青春ゾンビ

ポップカルチャーととんかつ

クレイグ・ギレスピー『ラースと、その彼女』


とてもよかった。ラブドールであるビアンカに魂が宿る。そう聞くと是枝裕和の『空気人形』を連想するが、この作品はその魂の宿り方が秀逸だ。ビアンカは動くわけでも喋るわけでもない。ただ、主人公ラースを見守る周囲の人々の善意によって魂を持つ。服を着替えたり、お風呂に入ったり、髪を切ったり、そしてなんと、仕事だって持つのだ。
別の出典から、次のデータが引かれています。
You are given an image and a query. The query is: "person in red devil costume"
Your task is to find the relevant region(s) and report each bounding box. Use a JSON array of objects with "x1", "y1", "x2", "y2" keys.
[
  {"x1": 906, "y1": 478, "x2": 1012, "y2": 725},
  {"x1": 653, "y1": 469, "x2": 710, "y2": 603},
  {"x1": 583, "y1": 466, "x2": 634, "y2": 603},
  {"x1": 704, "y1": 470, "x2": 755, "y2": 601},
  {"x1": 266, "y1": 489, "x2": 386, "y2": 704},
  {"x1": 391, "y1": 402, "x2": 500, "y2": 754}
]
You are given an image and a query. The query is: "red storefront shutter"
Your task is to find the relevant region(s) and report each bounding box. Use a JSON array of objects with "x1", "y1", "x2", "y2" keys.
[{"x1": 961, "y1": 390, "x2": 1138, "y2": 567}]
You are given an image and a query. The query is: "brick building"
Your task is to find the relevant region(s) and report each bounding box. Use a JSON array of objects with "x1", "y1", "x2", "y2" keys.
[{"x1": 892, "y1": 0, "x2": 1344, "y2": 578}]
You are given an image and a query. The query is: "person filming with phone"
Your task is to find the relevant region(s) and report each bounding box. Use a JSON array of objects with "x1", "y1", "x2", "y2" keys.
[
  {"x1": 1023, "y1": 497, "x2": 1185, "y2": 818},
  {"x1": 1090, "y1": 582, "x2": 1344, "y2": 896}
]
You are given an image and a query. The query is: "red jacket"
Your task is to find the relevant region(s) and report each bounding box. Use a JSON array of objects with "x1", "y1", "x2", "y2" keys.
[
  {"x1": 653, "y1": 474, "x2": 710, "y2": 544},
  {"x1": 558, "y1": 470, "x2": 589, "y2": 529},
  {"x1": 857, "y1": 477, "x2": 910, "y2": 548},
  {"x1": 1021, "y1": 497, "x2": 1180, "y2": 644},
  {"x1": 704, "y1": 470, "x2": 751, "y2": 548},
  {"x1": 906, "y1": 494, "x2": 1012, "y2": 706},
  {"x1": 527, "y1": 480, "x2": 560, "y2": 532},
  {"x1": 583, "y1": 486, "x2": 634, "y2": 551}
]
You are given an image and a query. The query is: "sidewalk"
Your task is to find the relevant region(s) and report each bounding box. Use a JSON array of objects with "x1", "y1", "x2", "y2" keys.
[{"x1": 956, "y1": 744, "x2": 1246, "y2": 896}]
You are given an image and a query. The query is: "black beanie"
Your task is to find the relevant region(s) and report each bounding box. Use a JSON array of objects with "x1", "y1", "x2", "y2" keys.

話の性格上、いくらでも品のない展開で山場を作ることのできる作品だと思う。例えば、ラースの奇行に対していやがらせをする者が出てきたり、ビアンカラブドールという存在へ振り戻すために強姦するやからが出てきたりとか。そういった悪意の登場による安易な山場を作らず、善意にのみ絞って、丁寧に表現した脚本家、監督に拍手を送りたい。「こんないい人ばかりなわけがない」と言う人は人間関係という戦場で野たれ死ねばいいだろう。この作品はそんな戦場を生き延びるための希望を託している。音楽もよい。デヴィッド・トーン。デヴィッド・シルヴィアン坂本龍一デヴィッド・ボウイなどの作品にも参加しているギタリストだそう。